7 / 20

Igor Jesus: Studio Visit

4.jpg
José Marmeleira

Em busca da energia do invisível, através do som e da imagem.

Num ano que continua intenso para Igor Jesus, conversámos com o artista sobre as suas motivações, processos, métodos e interesses. Uma viagem por exposições, obras recentes e futuras, permitiu-nos escrever um perfil e um universo. Entre a captação de energias e a experiência de sons e imagens, o invisível e o visível. Com a liberdade especulativa da arte. 

Encontrámo-nos no atelier de Igor Jesus, em Odivelas, e a manhã já vai longa quando o artista liga o computador para nos mostrar imagens. Algumas de trabalhos recentes, outras do que podem vir a ser obras novas. Os últimos meses têm sido intensos para o artista nascido em 1989, na cidade de Lisboa. Entre Setembro e Abril realizou duas exposições e continua a preparar, incansável e entusiasmado, novos projectos. Mas é precisamente assim, com intensidade, que a sua obra se tem feito. Ou talvez seja mais correcto falar de uma energia renovada a cada obra, a cada projecto. 
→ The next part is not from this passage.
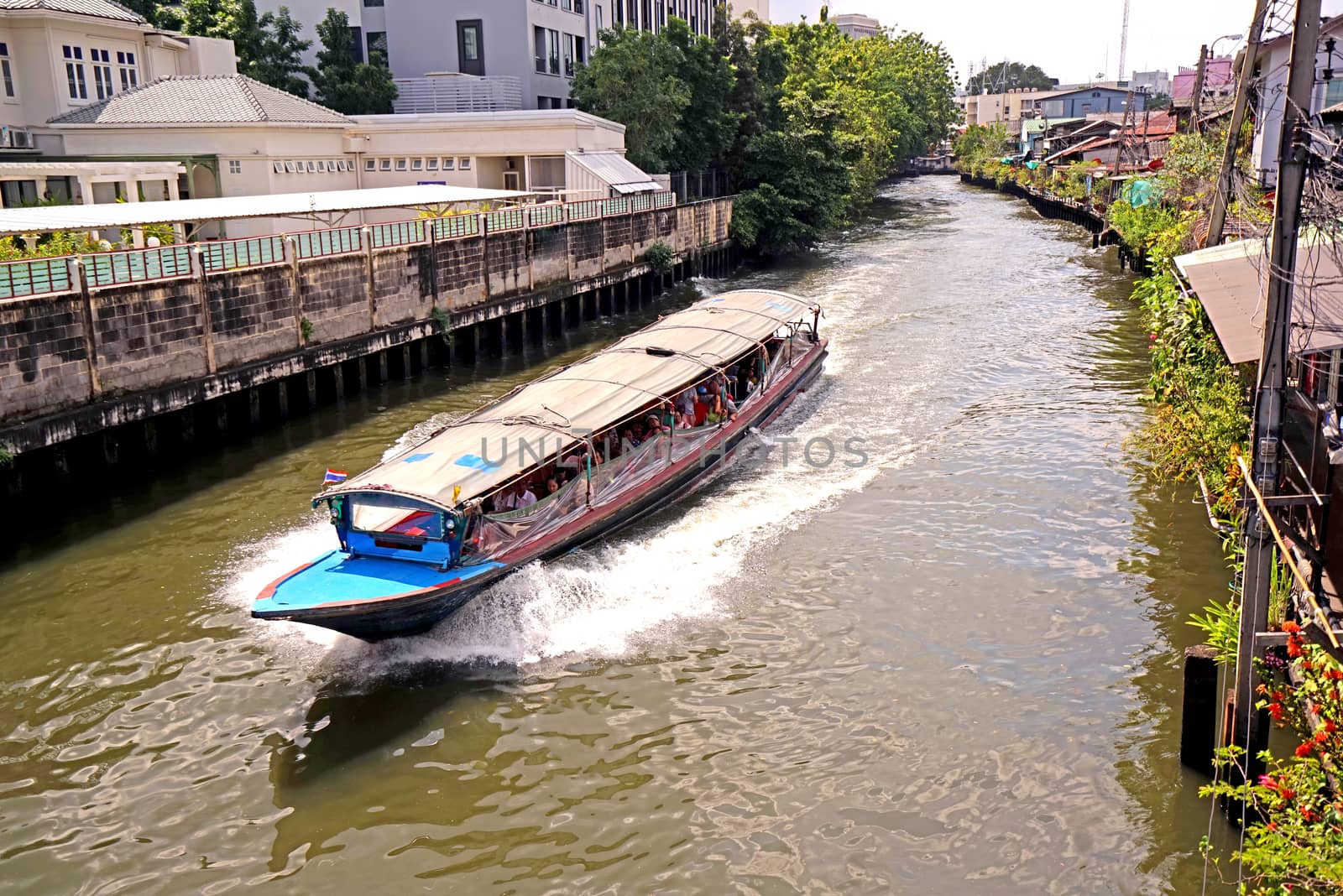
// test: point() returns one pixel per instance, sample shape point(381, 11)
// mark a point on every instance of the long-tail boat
point(552, 466)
Da escultura para a imagem em movimento, da imagem em movimento para o som, Igor Jesus tem construído um corpo de obras diante das quais o visitante se interroga permanentemente. O que vê? O que escuta? O que produzem aquelas imagens e aqueles sons? De onde vêm? A estas perguntas junta-se outra que colocámos ao artista: É pertinente falar de uma lógica, de uma continuidade no trabalho? “Diria que sim”, responde, antes de oferecer o exemplo do vídeo O Meu Pai Morreu no Ano em que eu Nasci (2015). “Nesse trabalho, onde um médium procura estabelecer contacto com o meu pai, exprimia a possibilidade de algo sem corpo físico articular ou dominar um corpo físico. A partir daí passou a ser quase uma questão permanente no trabalho. Como conseguimos materializar o invisível e desse modo afetar a matéria física?.

 

 

Igor Jesus, Clavier à Lumières. Vistas de exposição, instalação Water Hole. Rialto6, Lisboa. Fotografia: Vasco Stocker de Vilhena. Cortesia do Artista e Rialto6. 

 

Foi também esse problema que o artista procurou resolver em termos artísticos na exposição Clavier à Lumiéres na Rialto6, com as instalações Poem of Fire e Water Hole. Numa e noutra, Igor Jesus procurou dar visibilidade a determinadas energias recorrendo a um uso peculiar, oblíquo do conhecimento técnico e científico: estudou a actividade electromagnética — um fenómeno que não vemos na natureza, à excepção do espectro visível que vai dos 740 a 380 nm — e utilizou a frequência dos pulsares solares. É pertinente, por isso, falar de uma curiosidade especulativa pelos limites criativos do conhecimento técnico ou científico, mas não apenas.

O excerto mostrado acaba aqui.